Option 2. Eleanor spoke in the “Meet the Journalist” video about the importance of combining video and reporting to create "Fatal Extraction." What media would you use to inform your community about this project? Create an advocacy campaign to raise awareness about the role that Australian mining companies are playing in Africa. Identify how you will design your campaign and which details from the the presentation will be used as part of your campaign.

Educator Notes: 

This Common Core Standards-aligned lesson plan and attached educational resources introduce students to the impact of mining by Australian companies in Africa. Students explore a multimedia slideshow and use what they discover in a structured debate. The debate asks students to break into groups and represent different stakeholders involved in the construction of a mine in Africa by an international company. Students then reflect on how mining by international companies relates directly to their lives through discussion and expository writing.

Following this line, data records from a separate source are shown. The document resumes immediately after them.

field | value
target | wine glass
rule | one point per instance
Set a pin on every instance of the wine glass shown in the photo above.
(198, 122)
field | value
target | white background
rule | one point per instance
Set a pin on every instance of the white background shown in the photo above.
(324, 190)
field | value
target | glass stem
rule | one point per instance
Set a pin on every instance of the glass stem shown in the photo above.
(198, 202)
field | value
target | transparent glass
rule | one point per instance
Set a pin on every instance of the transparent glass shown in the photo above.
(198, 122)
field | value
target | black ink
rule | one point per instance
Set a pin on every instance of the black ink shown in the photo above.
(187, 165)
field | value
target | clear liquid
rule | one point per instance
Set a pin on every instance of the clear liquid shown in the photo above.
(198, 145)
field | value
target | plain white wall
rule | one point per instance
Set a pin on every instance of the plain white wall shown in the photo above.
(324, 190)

Present claims and findings, emphasizing salient points in a focused, coherent manner with relevant evidence, sound valid reasoning, and well-chosen details; use appropriate eye contact, adequate volume, and clear pronunciation.


Integrate multimedia and visual displays into presentations to clarify information, strengthen claims and evidence, and add interest.

Note: Students can explore the project independently using the student instructions for guidance. However, students may need to review your classroom's debate structure before engaging in the debate portion of the lesson.

In facilitating this lesson, I found it helpful to document the major points from each group's presentation by taking notes on the white board or on a large sticky note. These notes were helpful in guiding students towards identifying where different stakeholders in mining might disagree.